I look back on a former relationship, not comparing him to Osama, but I’ll call him Iago, named after Shakespeare’s most evil and manipulative character and how easily my own individual mind turned to mush around him… I was the worker bee to his Queen Bee.

The most trivial thing I remember about my three-year RELATIONSHIT with Iago was we always ordered the same thing when we went out to eat.  This little piece of trivial information could have saved me from three years of abuse (emotional and physical), drug addiction (too many to name), restraining orders, and doing time (OK, so it was only for a night, but still…. the WORST night of my life.)  The first time I met this ex-convict was when I started waiting tables at sports bar and he was working on brewing coffee in the kitchen.  Even with a collared white button down shirt and khaki pants, it was evident that this guy was no good and THAT was hot.  I looked up, crossed myself like the Catholics do and said, “Oh God, here we go.”   I was definitely the aggressor in the beginning, insisting that he have drinks with me after work where it was revealed that he had just gotten out of prison, serving an 8 year sentence, which meant to me:  He hadn’t gotten laid in EIGHT years.  I wanted to be that girl that popped his freedom cherry.

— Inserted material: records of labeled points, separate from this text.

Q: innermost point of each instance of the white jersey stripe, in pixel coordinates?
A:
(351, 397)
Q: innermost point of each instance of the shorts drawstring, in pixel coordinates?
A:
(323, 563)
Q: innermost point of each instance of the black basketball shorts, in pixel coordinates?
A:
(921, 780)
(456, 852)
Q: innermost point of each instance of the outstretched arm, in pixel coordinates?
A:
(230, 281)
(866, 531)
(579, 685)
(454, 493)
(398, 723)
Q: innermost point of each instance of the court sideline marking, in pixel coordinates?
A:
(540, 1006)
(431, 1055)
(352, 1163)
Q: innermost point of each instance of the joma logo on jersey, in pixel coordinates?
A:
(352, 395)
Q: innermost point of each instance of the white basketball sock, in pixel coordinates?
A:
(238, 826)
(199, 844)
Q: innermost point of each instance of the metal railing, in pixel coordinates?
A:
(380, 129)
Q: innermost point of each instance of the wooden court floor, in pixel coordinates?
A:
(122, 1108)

It was supposed to be a one night stand, but he was stage 5 virgin clinger.  After that fateful “OH,” he was hooked and I was his and there was nothing that could be done about it.  This was fun at first, he would stare down any guy that looked at me and we would spend our free time practicing what he missed out on for the last eight years.  It was when the pants came back on and we sat down to dinner to eat where things would fall silent.  Our minds became like the bees, we were connected together, couldn’t think without the other, and since Iago wasn’t much of a thinker (like some good-looking men), I was left in the dark.  We were that annoying couple at restaurants who stared at the menu, never deciding on what we wanted, “Burger?  No…. Pasta?  No…. Fish and Chips?  No…  Oh, I’ll have what he’s having.”  Iago decided the fate of all things for me: what I ate, what I wore, how my hair looked, how my nails were done.  He did this with subtle suggestions and gifts- LOTS of GIFTS:  “Here’s a new outfit for you,” “You should REALLY order the salad,” “I LOVE the way your hair looks straight,” “I’m going to treat you to a manicure.”  This subtle control wasn’t noticed until it was out of control.  It wasn’t long before the suggestions became demands and by the time I was ready to leave this bad boy, I had pushed away all the support I had around me and had no where else to go.

I look back on this time with eye rolls, scoffs, and a puke bucket ready for me.  If I met the Veronica Graham that was dating Iago, I would beat the SHIT out of her.  Even today writing this, I fear that he’ll read this entry and see it as an invitation to come after me again… but it’s OK, I got DC Police on speed dial cause of his ass and I know most of Second District on a first name basis… Hey Sergeant Thomas, remember that bunt cake I made for you when I call you at 3 AM!  

This would have all been avoided if I kept my legs shut back then and realized that Iago and I truly had nothing in common.  I recognize this now in many other guys:  “What kind of music do you like?”  “What’s your favorite color?”  “What are you studying?”  “What do you do for a living?” “Do you prefer cats or dogs?”  All these superficial, surface questions that really have nothing to do with how much of a connection you may or may not have with someone… and more importantly, how compatible two people are together.  If I would have really listened to Iago that first night we met, instead of focusing on how to make his eight year dry spell wet & wild, then I would have seen there was nothing between us but silence.  Sex brought us together and drugs kept us together.